I was able to reunite with fellow Viking Children’s Books author Laurie Halse Anderson, who read from her incredible Chains. She has an amazing talent for writing both young-adult and historical fiction. All of her young-adult novels are my absolute faves and Fever 1793 was so gripping that it left a lasting impact on me. When a book can make you laugh and cry and change the way you see the world, that is a remarkable achievement indeed. Here’s Laurie with BH:
Laurie let me hold her medal. I am happy to report that it is just the right weight. She was amazed at this second opportunity to win the National Book Award, but I think it’s karma. She has consistently and impressively put out such substantial, shattering, inspiring work, that how can she not be nominated again?
Thought: Contemporary poetry rocks. This is not the dusty poetry of back in the day that we had to decode in high school English during the mandatory poetry unit every year that I completely dreaded. What a snore that stuff was. But if we had read fantastic poetry from this century, I might now have a more authentic love for poetry that extends beyond E. E. Cummings. Things have definitely changed, and I do hope that high school curricula will be updated to reflect this evolution.

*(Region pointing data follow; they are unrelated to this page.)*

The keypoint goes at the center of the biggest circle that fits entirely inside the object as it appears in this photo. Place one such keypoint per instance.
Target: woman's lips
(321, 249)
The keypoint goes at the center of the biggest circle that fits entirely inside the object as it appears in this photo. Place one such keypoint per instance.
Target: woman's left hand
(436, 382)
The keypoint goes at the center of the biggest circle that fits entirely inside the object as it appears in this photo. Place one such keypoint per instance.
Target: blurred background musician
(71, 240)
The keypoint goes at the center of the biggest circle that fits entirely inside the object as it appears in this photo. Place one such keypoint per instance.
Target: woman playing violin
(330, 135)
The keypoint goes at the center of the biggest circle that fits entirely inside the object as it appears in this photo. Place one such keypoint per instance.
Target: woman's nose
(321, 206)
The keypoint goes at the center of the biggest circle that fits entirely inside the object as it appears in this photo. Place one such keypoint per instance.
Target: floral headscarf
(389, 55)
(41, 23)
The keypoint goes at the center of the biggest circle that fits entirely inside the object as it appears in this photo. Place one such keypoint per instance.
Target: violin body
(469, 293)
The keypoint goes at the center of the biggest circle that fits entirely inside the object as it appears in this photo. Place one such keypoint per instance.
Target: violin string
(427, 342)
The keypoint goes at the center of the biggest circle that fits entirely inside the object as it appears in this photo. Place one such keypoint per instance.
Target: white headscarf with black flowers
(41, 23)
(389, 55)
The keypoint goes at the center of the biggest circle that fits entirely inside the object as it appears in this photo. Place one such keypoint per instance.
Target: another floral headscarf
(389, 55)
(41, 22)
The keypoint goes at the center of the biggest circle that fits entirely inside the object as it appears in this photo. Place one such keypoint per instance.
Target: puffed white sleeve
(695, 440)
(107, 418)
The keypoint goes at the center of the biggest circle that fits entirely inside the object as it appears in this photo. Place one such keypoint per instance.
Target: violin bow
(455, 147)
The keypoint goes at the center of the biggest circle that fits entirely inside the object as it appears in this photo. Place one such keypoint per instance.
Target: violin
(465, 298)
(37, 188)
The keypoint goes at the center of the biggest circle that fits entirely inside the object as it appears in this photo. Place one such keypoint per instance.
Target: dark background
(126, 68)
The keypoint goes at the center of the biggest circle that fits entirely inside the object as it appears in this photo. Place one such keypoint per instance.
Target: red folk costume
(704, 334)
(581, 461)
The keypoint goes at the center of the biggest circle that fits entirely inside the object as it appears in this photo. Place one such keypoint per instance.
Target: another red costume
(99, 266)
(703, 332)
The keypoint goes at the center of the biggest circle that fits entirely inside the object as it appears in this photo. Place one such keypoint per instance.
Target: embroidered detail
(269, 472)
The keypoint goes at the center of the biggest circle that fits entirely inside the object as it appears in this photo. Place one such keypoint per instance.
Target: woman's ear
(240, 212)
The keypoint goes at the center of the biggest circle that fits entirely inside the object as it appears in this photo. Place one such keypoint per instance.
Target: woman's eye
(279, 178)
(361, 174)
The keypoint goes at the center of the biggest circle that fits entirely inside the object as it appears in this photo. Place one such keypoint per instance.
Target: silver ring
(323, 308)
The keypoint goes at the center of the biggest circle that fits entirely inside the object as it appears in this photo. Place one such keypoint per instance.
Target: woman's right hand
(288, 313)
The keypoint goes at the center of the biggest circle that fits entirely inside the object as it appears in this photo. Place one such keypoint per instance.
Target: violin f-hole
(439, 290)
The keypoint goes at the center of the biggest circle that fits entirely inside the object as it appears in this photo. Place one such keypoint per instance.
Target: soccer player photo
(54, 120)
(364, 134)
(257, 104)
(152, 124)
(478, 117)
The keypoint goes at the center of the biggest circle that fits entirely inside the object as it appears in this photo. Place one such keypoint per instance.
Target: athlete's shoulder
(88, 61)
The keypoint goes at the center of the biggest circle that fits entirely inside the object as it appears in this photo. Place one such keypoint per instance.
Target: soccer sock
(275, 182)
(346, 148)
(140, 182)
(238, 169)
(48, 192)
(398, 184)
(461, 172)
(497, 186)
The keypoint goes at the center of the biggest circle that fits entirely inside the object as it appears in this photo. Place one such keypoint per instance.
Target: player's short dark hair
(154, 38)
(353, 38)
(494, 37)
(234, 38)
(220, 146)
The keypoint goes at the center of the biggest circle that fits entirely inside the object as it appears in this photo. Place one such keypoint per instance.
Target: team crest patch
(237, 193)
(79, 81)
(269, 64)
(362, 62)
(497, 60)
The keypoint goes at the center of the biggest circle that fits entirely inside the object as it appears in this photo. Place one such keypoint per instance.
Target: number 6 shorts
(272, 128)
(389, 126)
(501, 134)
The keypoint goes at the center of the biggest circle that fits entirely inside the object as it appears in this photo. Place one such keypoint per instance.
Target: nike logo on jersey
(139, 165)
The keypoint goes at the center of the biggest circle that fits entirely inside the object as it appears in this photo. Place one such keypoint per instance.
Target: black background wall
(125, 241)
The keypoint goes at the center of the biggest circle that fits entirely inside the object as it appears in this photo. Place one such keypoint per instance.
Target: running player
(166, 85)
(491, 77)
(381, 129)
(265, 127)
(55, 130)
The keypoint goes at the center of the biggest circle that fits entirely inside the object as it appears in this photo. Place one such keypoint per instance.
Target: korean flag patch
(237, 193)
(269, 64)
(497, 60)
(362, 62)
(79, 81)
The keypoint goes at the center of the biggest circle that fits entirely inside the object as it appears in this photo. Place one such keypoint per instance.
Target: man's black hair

The poetry winner was Mark Doty for Fire to Fire: New and Collected Poems. It includes such astute observations as “all things by nature are ready to get worse.” He wrote about the Pulaski Skyway and other random details I didn’t know anyone else noticed, ones that depict a bittersweet time of our lives so perfectly. That’s what’s so amazing about all of these finalists. They tell the stories of our lives in a way that is relatable and true, a way that connects us all. Kudos!